Xavi, aged 41, is now embarking on a new path that fans hope will be similar to that of Guardiola in a club which has a tradition of giving its former players a chance to take on the role of managers.

But that path does not always lead to glory. Let’s start with the successes.

Cruyff is and will continue to be one of the most important men in Barca’s history. His five years as a player and another eight as manager will never be forgotten; especially the latter part. He is, after all, the creator of the current Barca philosophy of football.

Another former player who was successful as a manager is Luis Enrique - the current coach of the Spanish national team.

Having played for the Catalans from 1996 to 2004 and following some experience as a manager at other clubs, he returned to Camp Nou. The Asturian had spent eight seasons in a Barca shirt, while as a manager he was there for three in which he won a stunning nine trophies; one of them being the Champions League.

He was aided by the famous 'MSN' trio of Messi, Suarez and Neymar, which landed a treble in Enrique's first season. By all accounts, he is Barcelona's greatest manager in the post-Guardiola era.

Another former player who returned and tasted success is Ernesto Valverde. He was chosen after the departure of Enrique with the aim of staying true to the Barca style. Valverde knew the club well as he spent two seasons there as a player.

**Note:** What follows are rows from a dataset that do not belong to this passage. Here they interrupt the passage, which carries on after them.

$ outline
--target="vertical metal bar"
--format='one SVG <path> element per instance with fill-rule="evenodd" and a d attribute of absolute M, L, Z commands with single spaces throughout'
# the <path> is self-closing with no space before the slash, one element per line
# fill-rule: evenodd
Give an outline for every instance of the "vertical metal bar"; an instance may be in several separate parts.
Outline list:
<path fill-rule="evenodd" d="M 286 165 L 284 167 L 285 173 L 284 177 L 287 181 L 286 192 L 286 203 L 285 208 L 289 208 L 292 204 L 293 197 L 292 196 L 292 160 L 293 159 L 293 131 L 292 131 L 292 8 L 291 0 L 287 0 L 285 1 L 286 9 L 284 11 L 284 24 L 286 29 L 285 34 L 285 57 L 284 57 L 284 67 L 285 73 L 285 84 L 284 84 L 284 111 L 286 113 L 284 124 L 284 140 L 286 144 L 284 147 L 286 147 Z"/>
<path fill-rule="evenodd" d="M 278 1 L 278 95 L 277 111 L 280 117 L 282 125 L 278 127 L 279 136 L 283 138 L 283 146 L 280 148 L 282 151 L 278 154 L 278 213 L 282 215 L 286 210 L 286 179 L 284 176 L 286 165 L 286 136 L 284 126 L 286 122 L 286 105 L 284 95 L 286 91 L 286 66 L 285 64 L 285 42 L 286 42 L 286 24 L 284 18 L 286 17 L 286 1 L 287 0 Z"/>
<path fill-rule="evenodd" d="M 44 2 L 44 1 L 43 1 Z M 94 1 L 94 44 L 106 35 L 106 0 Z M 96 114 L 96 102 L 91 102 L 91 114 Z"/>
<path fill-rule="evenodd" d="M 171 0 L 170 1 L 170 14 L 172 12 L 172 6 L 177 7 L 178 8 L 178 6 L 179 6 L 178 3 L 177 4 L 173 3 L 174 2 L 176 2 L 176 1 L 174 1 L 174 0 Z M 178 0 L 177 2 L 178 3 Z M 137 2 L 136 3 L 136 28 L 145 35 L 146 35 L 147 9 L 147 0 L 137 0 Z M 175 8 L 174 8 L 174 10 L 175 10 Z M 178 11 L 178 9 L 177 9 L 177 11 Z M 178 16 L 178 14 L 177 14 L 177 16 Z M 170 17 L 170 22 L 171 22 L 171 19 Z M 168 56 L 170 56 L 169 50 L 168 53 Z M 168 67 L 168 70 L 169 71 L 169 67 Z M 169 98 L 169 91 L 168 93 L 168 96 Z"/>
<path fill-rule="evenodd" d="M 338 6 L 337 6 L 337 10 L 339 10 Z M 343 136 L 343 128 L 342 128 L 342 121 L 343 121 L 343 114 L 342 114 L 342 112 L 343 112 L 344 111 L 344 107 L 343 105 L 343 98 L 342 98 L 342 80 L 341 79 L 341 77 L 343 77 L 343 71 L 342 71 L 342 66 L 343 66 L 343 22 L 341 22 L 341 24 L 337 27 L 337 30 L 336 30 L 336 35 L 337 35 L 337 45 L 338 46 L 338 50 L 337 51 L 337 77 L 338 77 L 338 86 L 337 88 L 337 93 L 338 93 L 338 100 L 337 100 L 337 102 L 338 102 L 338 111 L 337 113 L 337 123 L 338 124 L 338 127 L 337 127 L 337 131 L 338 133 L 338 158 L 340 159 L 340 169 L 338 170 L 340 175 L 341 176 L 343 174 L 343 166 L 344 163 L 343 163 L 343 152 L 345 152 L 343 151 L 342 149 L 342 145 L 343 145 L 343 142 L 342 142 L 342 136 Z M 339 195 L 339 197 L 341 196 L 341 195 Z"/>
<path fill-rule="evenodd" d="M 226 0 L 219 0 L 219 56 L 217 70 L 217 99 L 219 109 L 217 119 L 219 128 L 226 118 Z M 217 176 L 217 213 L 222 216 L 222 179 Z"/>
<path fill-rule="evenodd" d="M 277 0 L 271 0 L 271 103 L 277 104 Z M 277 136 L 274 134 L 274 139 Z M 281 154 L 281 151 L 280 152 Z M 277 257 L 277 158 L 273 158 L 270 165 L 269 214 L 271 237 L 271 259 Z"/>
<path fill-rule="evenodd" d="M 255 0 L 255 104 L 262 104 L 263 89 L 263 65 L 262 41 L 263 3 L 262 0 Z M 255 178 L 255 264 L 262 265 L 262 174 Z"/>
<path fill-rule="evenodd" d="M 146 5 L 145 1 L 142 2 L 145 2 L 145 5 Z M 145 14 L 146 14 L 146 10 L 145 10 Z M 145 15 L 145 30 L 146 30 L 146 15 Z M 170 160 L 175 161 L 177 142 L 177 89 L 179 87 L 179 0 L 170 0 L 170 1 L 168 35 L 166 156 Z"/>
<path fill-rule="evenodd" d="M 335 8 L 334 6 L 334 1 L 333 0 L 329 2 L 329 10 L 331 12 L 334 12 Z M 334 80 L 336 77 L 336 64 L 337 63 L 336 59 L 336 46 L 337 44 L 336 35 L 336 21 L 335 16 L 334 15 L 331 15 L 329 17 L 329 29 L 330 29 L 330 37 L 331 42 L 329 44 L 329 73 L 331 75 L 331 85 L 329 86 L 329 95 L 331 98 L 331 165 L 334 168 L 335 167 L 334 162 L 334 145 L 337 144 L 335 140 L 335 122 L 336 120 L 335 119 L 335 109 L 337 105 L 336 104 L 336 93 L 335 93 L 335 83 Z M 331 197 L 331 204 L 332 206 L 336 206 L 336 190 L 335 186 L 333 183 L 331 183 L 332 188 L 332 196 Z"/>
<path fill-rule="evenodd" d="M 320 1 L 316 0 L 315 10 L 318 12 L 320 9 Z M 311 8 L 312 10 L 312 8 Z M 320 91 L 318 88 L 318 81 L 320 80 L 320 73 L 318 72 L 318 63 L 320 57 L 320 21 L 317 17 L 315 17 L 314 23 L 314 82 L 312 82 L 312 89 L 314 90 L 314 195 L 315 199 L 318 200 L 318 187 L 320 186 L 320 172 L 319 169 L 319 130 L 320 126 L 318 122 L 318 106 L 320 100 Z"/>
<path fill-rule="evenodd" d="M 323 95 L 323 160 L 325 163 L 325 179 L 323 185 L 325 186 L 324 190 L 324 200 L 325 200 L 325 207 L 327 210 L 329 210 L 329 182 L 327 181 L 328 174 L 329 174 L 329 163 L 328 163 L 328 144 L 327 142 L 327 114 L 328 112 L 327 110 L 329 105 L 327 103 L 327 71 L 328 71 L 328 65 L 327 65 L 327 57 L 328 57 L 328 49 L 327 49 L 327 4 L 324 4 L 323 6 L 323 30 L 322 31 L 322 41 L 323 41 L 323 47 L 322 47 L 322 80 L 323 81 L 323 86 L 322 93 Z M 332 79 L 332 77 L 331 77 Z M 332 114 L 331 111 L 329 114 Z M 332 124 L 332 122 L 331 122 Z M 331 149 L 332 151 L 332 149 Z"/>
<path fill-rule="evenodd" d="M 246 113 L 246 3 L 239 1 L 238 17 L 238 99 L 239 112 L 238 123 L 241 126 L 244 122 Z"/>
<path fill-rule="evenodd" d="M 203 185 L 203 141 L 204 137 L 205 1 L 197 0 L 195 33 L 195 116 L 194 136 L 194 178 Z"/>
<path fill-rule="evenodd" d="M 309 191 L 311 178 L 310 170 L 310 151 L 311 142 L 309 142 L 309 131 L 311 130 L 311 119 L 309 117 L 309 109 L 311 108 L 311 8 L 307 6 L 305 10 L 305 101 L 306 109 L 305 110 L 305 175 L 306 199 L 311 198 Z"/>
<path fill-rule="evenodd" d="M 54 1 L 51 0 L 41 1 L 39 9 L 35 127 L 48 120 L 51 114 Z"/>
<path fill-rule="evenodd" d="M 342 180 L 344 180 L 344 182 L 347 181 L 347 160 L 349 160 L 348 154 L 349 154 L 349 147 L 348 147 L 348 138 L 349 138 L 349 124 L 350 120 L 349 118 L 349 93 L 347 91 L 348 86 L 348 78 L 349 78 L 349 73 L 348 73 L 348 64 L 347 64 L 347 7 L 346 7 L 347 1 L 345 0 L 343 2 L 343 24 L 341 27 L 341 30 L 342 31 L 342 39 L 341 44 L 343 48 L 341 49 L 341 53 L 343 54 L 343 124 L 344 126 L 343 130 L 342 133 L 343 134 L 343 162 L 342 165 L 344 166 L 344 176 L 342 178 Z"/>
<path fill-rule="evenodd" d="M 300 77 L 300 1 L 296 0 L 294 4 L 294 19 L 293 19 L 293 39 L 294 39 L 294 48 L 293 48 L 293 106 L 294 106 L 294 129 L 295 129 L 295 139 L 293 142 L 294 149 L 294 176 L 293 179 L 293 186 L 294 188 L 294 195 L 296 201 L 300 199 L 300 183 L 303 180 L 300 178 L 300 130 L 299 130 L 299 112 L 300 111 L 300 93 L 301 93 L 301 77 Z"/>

As a manager, he won the La Liga two times, plus the Copa del Rey and Spanish Supercup. However, he failed in the Champions League, which was a blot on his record.

As Xavi prepares for possibly his biggest challenge, he would do well to focus on the successes, as well as failures in Barca’s management.

Ronald Koeman was idolised by fans for his achievements as a player, before it all fell apart during his stint as manager.

Another one was Carles Rexach, who also had an excellent reputation among fans. He was at the club between 1964 and 1981. Later on, he became assistant to Cruyff and coached the first team intermittently, but without success. He was the one who discovered Messi and brought him to Barcelona, but finds himself in the list of failed managers.

Xavi is next, and we can only hope he succeeds like Guardiola or Valverde. But he must remember that being a club icon is no guarantee of success.